Der Sommer in Europa war in diesem Jahr durchwachsen: Auf einen heißen Juli folgte ein verregneter und kühler August. Im übertragenen Sinne gilt das auch für den Euro und die Eurozone. Nachdem der 750 Milliarden Euro schwere Rettungsschirm aufgespannt worden war, hatten sich die Finanzmärkte einigermaßen beruhigt, doch nun ist die Euro-Region wieder von der Realität eingeholt worden.

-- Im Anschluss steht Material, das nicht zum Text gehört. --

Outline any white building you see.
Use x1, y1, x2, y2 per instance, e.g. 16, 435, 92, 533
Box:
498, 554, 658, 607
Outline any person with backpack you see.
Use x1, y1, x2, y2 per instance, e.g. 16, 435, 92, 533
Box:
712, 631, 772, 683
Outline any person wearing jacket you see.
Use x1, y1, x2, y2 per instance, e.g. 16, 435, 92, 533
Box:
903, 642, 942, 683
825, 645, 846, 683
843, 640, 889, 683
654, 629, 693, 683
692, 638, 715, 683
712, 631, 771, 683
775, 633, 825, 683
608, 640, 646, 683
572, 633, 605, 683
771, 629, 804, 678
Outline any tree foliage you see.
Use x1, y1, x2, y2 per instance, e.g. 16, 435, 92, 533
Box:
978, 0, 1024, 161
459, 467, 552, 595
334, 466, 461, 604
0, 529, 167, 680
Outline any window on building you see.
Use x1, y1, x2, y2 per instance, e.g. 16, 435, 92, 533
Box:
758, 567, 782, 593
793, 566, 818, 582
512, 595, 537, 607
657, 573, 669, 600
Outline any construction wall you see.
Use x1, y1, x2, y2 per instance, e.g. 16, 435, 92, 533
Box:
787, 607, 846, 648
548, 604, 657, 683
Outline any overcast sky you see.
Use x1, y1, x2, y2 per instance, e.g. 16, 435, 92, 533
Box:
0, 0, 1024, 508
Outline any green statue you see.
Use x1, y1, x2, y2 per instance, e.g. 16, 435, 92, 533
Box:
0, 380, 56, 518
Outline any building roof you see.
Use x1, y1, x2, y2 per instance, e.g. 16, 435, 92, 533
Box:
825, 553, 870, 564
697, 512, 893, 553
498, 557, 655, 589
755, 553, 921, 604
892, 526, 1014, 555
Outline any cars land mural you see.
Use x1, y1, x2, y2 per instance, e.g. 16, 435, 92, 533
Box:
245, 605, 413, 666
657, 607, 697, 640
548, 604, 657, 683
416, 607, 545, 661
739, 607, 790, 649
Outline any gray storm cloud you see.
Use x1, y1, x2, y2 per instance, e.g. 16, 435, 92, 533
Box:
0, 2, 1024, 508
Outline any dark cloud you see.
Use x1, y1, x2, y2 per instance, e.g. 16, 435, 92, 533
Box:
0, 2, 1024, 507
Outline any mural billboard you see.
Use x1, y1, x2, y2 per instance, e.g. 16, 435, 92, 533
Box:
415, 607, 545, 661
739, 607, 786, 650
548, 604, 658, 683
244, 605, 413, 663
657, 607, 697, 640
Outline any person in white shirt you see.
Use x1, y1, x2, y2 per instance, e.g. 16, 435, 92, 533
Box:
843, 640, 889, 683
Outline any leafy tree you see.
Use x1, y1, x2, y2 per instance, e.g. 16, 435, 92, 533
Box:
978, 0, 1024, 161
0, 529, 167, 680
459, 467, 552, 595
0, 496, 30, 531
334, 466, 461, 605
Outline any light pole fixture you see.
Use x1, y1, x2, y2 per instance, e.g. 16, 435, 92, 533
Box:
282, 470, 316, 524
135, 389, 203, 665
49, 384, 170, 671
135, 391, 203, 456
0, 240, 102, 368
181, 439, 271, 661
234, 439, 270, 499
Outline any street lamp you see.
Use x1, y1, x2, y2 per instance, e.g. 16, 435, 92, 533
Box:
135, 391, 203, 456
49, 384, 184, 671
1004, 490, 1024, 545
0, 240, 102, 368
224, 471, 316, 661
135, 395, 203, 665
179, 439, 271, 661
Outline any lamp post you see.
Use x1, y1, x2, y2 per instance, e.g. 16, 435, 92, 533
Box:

Die grundlegenden Probleme der Eurozone sind keinesfalls gelöst. Zwar hat das Rettungspaket die unmittelbar bevorstehende Zahlungsunfähigkeit Griechenlands und einen Zerfall der Eurozone verhindert. Inzwischen sind jedoch die Risikoaufschläge für Staatsanleihen aus den Randstaaten der Eurozone wieder genau so hoch wie auf dem Höhepunkt der Frühjahrskrise. Die Märkte haben sich nur kurzfristig beruhigt und misstrauen der Wirksamkeit des Rettungspakets.

Mit so genannten „Stresstests“ sollte den Sommer über getestet werden, welche finanziellen Belastungen der Bankensektor im neuen Krisenfall aushalten würde, sprich, wie viel neues Kapital benötigt wird, um vergleichbare Finanzkrisen wie die letzte unbeschadet zu überstehen. Der Stresstest wurde gemacht. Das Resultat war nicht überzeugend. Denn der festgestellte Gesamtkapitalbedarf aller Banken wurde sehr schnell nach Veröffentlichung der Daten vom Kapitalbedarf einer einzigen Bank übertroffen. Offensichtlich war der Stresstest viel zu lasch, sprich mit zu weichen Kriterien, durchgeführt worden.

Viele Politiker beruhigen sich im Moment auch damit, dass das Bruttoinlandsprodukt (BIP) in den ersten beiden Quartalen im Durchschnitt der Eurozone wieder kräftig gestiegen ist, darunter besonders stark in Deutschland. Doch in den südlichen Randstaaten der Eurozone sieht das ganz anders aus. Dort wächst das BIP entweder nur sehr mickrig oder gar nicht. Die notwendige Sanierung der Staatsfinanzen ist ohne ein kräftiges Wirtschaftswachstum mit entsprechend höheren Steuereinnahmen kaum zu schaffen. Allein durch Verringern der Ausgaben ist der Staatshaushalt wohl nicht wieder ins Lot zu bringen, zumal sich in den südlichen Eurostaaten gegen die Sparpolitik der Regierungen bei den Betroffenen heftiger Widerstand entwickelt hat.

Konjunkturspritzen, die in der Eurozone (und nicht nur dort) in den letzten beiden Jahren die Produktion einigermaßen am Laufen gehalten haben, werden nun durch umfassende Sparpakete abgelöst. Das muss auf Dauer die Nachfrage reduzieren, das Wachstumstempo des BIPs drücken und wieder Pessimismus aufkommen lassen. Die Probleme existieren unverändert weiter: hohe Haushaltsdefizite und im Verlauf von vielen Jahren aufgebaute Schulden. Ebenso problematisch sind die Zahlungsbilanzdefizite und die vielerorts hohen privaten Schulden. Angesichts schwacher Regierungen und massiver öffentlicher Proteste gegen Sparmaßnahmen und grundlegende Reformen kann man hinsichtlich der Lösung der Probleme pessimistisch sein.

Früher oder später (je später, umso problematischer) wird sich die Eurozone entscheiden müssen: Entweder weiterwursteln wie bisher, sprich die Zahlungsunfähigkeit Griechenlands nicht anerkennen und eine Restrukturierung seiner Schulden weiter hinauszuschieben und dazu die Eurozone in eine so nicht gewollte und auch völlig falsche Transferzone (einer bezahlt die Schulden der anderen) zu verwandeln oder einen harten Schnitt zu machen. Sollte der erste Weg gewählt werden, ist wohl ein Auseinanderbrechen der bisherigen Eurozone unvermeidlich. Im Moment stehen die Signale aber in die zweite Richtung. Der IWF will harte Stresstests zur Pflicht machen, und die europäischen Finanzminister haben sich auf eine Verschärfung des Stabilitätspaktes geeinigt. Bisher allerdings erst sehr prinzipiell und noch unverbindlich.